Identification of imidazoline-receptor binding sites in cortex and medulla of the bovine adrenal gland. Colocalization with MAO-A and MAO-B.

Abstract

The distribution and relative densities of imidazoline-receptor binding sites (I-RBS) in bovine adrenal gland were determined using [3H]clonidine, [3H]2-(2-benzofuranyl)-2-imidazoline ([3H]2-BFI), and [3H]rilmenidine. In light of strong evidence that I-RBS and monoamine amine oxidase enzymes are linked, the selective radioligands [3H]RO41-1049 and [3H]RO19-6327 were used to label the distribution of MAO-A and -B enzymes, respectively. [3H]Clonidine (12 nM) labeled sites in two discrete regions of the bovine adrenal gland, the zona glomerulosa (39 +/- 7 fmol/mg tissue equivalent) and inner medulla (34 +/- 1 fmol/mg tissue). Binding was nonadrenergic (i.e., not inhibited by 100 nM methoxyidazoxan) and inhibited by 60-70% by 100 nM 2-BFI, the selective I2-RBS, suggesting binding predominantly to an I2-RBS. [3H]2-BFI (5 nM), the selective I2-RBS ligand, also labeled a high density of binding sites in the zona glomerulosa (57 +/- 9 fmol/mg) and chromaffin cells in the inner medulla (53 +/- 4 fmol/mg). These sites, however, were insensitive to clonidine (100 nM). By contrast, [3H]rilmenidine (40 nM) labeled I-RBS in all regions of the adrenal gland, that is, the zonae glomerulosa (59 +/- 10 fmol/mg), fasciculata (78 +/- 10 fmol/mg) and reticularis (63 +/- 7 fmol/mg), and outer and inner medullary chromaffin cells (42 +/- 1 and 55 +/- 2 fmol/mg, respectively).

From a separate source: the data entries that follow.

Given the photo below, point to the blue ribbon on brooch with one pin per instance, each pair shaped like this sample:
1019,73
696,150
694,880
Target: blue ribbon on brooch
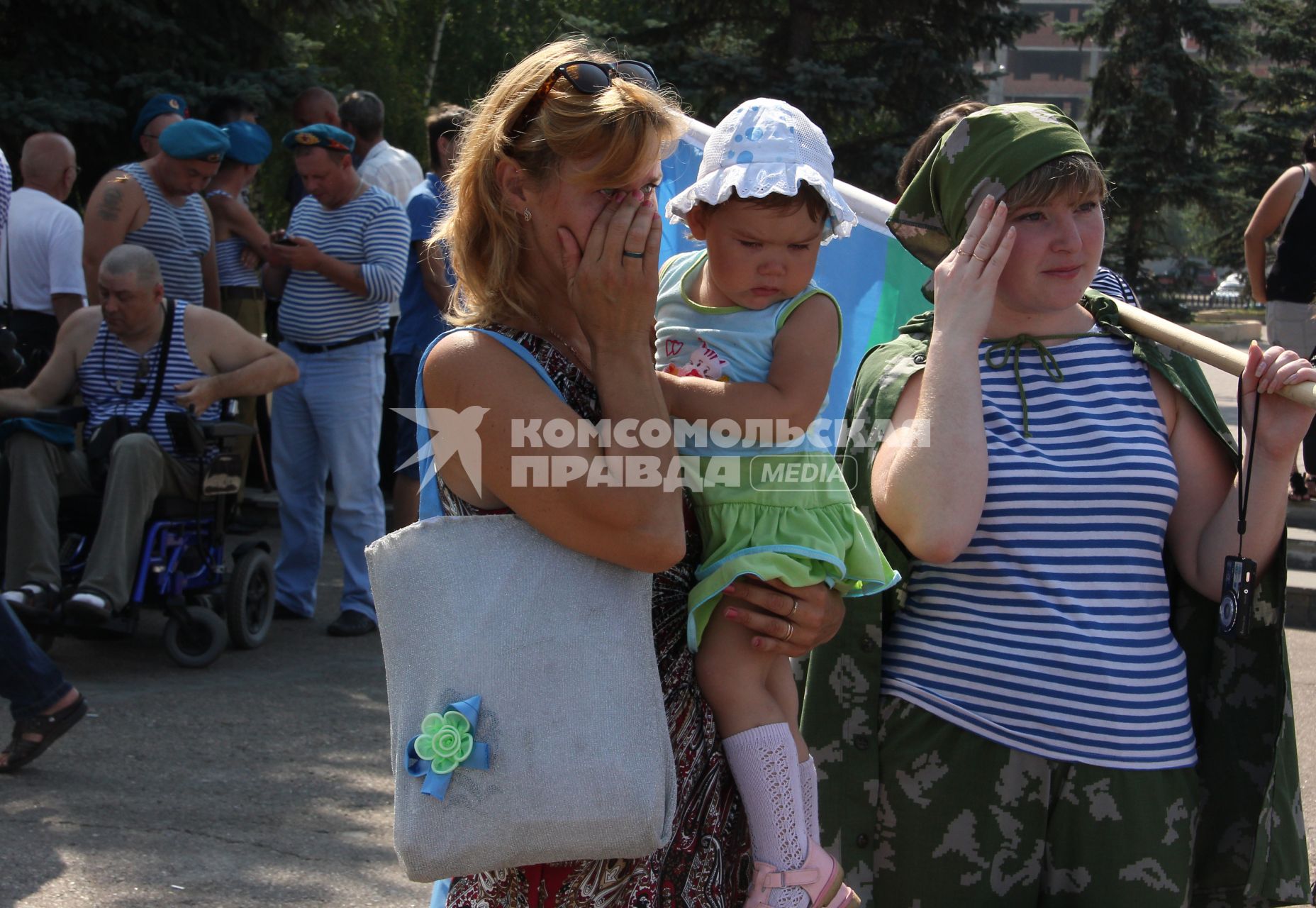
447,741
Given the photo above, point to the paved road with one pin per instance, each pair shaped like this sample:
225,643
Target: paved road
261,780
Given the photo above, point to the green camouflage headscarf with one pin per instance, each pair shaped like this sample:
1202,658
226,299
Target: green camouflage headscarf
986,153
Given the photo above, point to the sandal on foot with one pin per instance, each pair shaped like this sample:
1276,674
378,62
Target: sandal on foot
32,600
820,877
50,728
89,606
1298,489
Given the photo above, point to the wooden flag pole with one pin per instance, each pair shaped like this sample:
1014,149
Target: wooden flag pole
1214,353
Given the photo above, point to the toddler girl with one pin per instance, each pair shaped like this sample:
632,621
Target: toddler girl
745,335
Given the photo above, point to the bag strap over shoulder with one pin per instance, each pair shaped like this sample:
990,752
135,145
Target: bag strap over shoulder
161,367
429,500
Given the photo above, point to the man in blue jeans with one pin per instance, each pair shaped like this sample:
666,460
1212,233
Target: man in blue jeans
44,706
425,291
341,265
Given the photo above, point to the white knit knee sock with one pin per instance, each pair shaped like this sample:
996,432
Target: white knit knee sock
765,763
810,795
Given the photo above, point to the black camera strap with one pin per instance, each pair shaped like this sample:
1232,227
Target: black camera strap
161,367
1245,445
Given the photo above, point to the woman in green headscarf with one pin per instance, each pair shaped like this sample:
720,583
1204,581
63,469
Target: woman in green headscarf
1056,712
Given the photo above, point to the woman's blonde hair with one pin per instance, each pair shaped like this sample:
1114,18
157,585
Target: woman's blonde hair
623,127
1073,177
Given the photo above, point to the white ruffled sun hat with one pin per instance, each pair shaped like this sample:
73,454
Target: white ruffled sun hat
759,148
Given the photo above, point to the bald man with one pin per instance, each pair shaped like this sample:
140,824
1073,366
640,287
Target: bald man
41,255
116,355
313,106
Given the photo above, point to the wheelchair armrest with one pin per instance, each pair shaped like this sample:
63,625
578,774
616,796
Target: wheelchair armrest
62,415
223,429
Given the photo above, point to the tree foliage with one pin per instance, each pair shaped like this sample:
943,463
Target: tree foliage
1276,109
1159,111
871,75
84,67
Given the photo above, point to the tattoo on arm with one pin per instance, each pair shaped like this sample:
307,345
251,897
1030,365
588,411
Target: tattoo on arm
109,204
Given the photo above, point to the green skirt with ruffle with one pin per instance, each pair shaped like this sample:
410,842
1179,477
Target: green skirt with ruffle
785,517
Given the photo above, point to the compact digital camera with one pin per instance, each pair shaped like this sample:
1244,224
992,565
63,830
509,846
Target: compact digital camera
1236,597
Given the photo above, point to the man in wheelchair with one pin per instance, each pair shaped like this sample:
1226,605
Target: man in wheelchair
136,358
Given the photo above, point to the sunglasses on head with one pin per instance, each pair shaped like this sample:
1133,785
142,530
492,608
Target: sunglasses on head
587,78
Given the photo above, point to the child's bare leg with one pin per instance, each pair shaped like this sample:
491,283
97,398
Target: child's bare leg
745,690
781,685
737,680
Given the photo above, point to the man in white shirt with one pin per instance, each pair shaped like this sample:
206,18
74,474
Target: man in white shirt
393,170
41,275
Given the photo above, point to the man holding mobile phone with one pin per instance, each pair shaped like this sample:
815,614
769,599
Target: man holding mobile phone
338,269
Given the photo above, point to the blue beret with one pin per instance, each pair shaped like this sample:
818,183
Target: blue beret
249,144
320,135
155,107
195,140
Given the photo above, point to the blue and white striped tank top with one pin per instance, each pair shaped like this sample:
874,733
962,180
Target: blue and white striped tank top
1051,632
179,237
228,257
373,232
111,375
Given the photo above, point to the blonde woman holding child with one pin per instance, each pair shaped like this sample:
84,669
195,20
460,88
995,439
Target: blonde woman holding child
554,240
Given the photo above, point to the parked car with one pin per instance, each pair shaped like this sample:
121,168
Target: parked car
1188,275
1231,290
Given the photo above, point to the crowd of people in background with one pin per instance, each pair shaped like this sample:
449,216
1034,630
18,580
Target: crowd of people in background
347,290
1040,683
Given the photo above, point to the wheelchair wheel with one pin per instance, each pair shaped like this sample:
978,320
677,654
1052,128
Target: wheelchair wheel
199,641
249,599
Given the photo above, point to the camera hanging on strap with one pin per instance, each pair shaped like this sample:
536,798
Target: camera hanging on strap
1240,581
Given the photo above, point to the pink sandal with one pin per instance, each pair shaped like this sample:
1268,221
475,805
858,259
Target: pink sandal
820,877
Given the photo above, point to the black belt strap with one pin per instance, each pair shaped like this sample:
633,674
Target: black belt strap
340,345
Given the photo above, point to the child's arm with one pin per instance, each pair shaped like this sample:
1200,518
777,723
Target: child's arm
803,354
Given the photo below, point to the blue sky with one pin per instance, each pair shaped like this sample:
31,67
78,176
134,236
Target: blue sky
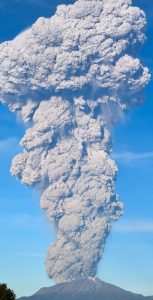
24,231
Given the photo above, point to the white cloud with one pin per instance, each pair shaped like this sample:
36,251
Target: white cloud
130,158
9,145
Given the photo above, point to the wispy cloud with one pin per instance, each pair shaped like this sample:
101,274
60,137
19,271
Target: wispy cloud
130,158
134,226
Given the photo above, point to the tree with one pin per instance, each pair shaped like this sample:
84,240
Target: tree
6,293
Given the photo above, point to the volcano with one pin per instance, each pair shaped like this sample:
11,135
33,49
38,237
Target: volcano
85,289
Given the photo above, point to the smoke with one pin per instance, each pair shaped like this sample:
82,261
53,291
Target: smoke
70,78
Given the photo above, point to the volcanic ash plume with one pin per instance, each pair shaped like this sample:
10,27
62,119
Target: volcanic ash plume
70,78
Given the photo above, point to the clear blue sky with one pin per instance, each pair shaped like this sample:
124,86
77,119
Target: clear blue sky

Binding to sites in the zona glomerulosa was partially inhibited (16%) by 100 nM 2-BFI. These results are consistent with previous studies indicating that [3H]rilmenidine labels an I2-RBS and additional I-RBS in rat brain and kidney. The distribution of [3H]RO19-6327 (5 nM) binding resembled that of [3H]2-BFI and [3H]clonidine binding with high densities of MAO-B enzyme located in the zona glomerulosa and chromaffin cells of the inner medulla (55 +/- 7 and 76 +/- 6 fmol/mg tissue, respectively), suggesting the colocalization of MAO-B enzyme with I2-RBS. [3H]RO41-1049 (20 nM) binding to MAO-A was highest in the zona reticularis (196 +/- 7 fmol/mg tissue) compared to the zonae glomerulosa and fasciculata (90 +/- 12 and 116 +/- 14 fmol/mg tissue) and inner medulla (149 +/- 38 fmol/mg tissue). Although the existence of I-RBS in bovine adrenal chromaffin cells is well established, this is the first description of I-RBS in the adrenal cortex. Further investigations are now required to determine whether imidazolines can affect adrenal function via actions at these sites.